2018年7月15日日曜日

ジョーゼフ・マロード・ウィリアム・ターナー(Joseph Mallord William Turner)–その3

テイト・ブリテン美術館に所蔵されている
ジョーゼフ・マロード・ウィリアム・ターナー作「Norham Castle, Sunrise」(1845年)

1804年にハーリーストリート(Harley Street→2015年4月11日付ブログで紹介済)の自宅近くにオープンした自分自身の作品を展示するギャラリーの運営が軌道に乗り始めると、ギャラリーを父親に任せて、J・M・W・ターナー(J. M. W. Turner)こと、ジョーゼフ・マロード・ウィリアム・ターナー(Joseph Mallord William Turner:1775年ー1851年)は、英国外へと足を伸ばし、フランス、スイス、オランダやベルギー等へスケッチ旅行に出かけることが増えていく。
そして、J・M・W・ターナーにとって大きな転機となったのは、1819年、44歳の時に初めて訪れたイタリアであった。ルネサンス期以来、イタリアは西洋美術の中心地であり続け、英国等の北方ヨーロッパ出身の画家達にとっては、いつか訪れてみたい「憧れ」の地だったのである。イタリア訪問中、J・M・W・ターナーは、北方ヨーロッパにはない明るい陽光とそこから生まれる豊かな色彩に息を飲み、そして、魅せられた。イタリアの中でも、彼は「水の都」と呼ばれるヴェネツィア(Venice)に惹かれ、4週間に満たない滞在中に、400枚を超えるスケッチを残した。ヴェネツィアをこよなく愛したJ・M・W・ターナーは、その後、同地を何度も訪れている。

イタリア旅行後、J・M・W・ターナーの作品上、画面における光と空気の関係性を追求することに主眼が置かれた。彼は、イタリア滞在中、目に焼き付けた光を分解して、空気や大気の動きを色によって描き出す研究に、その後の画家人生を捧げたのである。そのため、彼が描く対象の形態は、次第に曖昧になり、最終的には、ほとんど抽象画に近づいていった。彼の絵画は、ただただ、まばゆいばかりの光の海、波と霧の渦でしかないものまで行き着いたのである。J・M・W・ターナーの最終学歴は小学校で、その上、難読症でもあったが、雲の成り立ちに関する気象学者の講義に出席したり、ニュートンの光学理論やゲーテの色彩論に基づいて、光を描いたりと、自分の不利なところを補う人一倍の探究心を持って、独学で突き進んでいった。
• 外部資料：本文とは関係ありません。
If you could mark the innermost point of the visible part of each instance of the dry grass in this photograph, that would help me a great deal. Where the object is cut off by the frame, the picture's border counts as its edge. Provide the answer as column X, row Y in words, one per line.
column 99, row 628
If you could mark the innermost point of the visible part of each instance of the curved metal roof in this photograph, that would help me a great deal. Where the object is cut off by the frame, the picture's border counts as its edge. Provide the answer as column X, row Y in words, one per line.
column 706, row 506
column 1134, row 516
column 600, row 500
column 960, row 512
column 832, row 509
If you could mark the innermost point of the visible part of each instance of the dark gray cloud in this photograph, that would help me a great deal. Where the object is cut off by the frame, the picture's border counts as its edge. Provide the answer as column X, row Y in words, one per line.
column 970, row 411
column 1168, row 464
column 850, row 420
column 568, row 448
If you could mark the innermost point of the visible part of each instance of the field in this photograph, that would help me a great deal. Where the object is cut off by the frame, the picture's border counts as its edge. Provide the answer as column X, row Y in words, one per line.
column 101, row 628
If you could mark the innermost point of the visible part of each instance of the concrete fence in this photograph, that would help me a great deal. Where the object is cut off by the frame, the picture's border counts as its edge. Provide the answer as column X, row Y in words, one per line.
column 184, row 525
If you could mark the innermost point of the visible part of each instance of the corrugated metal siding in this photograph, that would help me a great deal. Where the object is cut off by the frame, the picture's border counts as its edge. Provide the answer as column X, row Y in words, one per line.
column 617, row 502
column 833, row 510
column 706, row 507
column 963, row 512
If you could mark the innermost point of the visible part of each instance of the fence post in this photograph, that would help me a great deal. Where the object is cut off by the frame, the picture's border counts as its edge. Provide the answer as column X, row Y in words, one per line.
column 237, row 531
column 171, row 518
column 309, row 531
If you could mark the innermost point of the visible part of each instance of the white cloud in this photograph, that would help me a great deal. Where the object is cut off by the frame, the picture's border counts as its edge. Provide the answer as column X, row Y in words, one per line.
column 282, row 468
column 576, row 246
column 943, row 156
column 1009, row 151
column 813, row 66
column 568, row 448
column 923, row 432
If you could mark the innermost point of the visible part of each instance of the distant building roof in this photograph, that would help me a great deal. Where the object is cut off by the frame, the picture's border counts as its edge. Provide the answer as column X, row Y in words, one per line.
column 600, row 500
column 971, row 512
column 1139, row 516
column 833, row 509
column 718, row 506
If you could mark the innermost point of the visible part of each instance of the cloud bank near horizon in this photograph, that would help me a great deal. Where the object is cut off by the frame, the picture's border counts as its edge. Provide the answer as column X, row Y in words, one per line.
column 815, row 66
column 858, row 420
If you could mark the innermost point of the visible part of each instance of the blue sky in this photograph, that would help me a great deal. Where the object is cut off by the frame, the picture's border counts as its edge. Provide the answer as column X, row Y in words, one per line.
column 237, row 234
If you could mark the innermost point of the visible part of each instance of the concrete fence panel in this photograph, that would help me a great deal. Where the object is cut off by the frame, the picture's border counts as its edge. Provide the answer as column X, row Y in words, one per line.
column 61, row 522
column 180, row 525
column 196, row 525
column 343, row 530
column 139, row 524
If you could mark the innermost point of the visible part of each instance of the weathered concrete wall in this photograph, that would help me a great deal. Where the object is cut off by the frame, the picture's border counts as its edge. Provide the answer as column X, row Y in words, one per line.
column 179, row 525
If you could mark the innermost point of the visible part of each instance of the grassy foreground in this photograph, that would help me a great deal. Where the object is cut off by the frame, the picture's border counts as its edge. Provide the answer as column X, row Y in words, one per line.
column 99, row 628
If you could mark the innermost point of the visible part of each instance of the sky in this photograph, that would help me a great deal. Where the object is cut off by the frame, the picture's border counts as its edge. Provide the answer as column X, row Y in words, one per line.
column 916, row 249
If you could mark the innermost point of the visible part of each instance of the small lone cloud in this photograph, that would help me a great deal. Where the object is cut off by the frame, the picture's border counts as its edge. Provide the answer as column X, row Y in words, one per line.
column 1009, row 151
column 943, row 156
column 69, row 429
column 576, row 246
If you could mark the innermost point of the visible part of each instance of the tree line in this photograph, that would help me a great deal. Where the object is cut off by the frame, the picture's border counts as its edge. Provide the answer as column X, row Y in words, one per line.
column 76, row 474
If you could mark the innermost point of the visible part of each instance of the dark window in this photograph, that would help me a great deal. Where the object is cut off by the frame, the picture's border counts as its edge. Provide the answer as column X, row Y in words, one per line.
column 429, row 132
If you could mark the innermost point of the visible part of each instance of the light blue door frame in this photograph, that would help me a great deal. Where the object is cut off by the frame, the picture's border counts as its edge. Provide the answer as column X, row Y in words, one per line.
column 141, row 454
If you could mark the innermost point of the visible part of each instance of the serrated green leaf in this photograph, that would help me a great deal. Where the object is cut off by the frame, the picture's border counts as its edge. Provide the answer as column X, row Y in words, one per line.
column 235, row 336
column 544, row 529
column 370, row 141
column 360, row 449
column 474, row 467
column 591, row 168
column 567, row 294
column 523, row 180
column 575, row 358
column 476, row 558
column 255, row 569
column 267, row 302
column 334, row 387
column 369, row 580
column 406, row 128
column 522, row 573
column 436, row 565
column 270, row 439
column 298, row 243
ジョーゼフ・マロード・ウィリアム・ターナーの遺体が埋葬された
セントポール大聖堂の正面を見上げたところ

強い絆で結ばれていた父親が1829年に死去すると、J・M・W・ターナーは失意のどん底で苦しんだ。そんな彼を側で支えてくれたのが、25歳年下の未亡人ソフィア・キャロライン・ブース(Sophia Caroline Booth)であった。
老齢を迎えて、1846年にロイヤルアカデミー(Royal Academy)の副会長の座を辞したJ・M・W・ターナーは、現在のチェルシー地区(Chelsea)にあるテムズ河(River Thames)沿いのチェイニーウォーク(Cheyne Walk)に居を構え、ソフィア・キャロライン・ブースと一緒に暮らしながら、作品の制作を続けた。その後、1851年に体調を崩し、彼は病床に絵の具を持ち込んで、作品を制作したが、同年12月19日、コレラ(cholera)が原因で世を去り、76歳の生涯を閉じた。彼の遺体は、セントポール大聖堂(St. Paul’s Cathedral)に埋葬された。

ジョーゼフ・マロード・ウィリアム・ターナーの遺体が埋葬された
セントポール大聖堂のドームと側面を見上げたところ

J・M・W・ターナーは、自分の手元にあった主要作品を全て国家に遺贈したので、彼の作品の多くは、ロンドンのナショナルギャラリー(National Gallery)やテイト・ブリテン美術館(Tate Britain→2018年2月18日付ブログで紹介済)で見ることができる。特に、テイト・ブリテン美術館には、400点にのぼる油彩画と2万点に及ぶ水彩画が所蔵されている。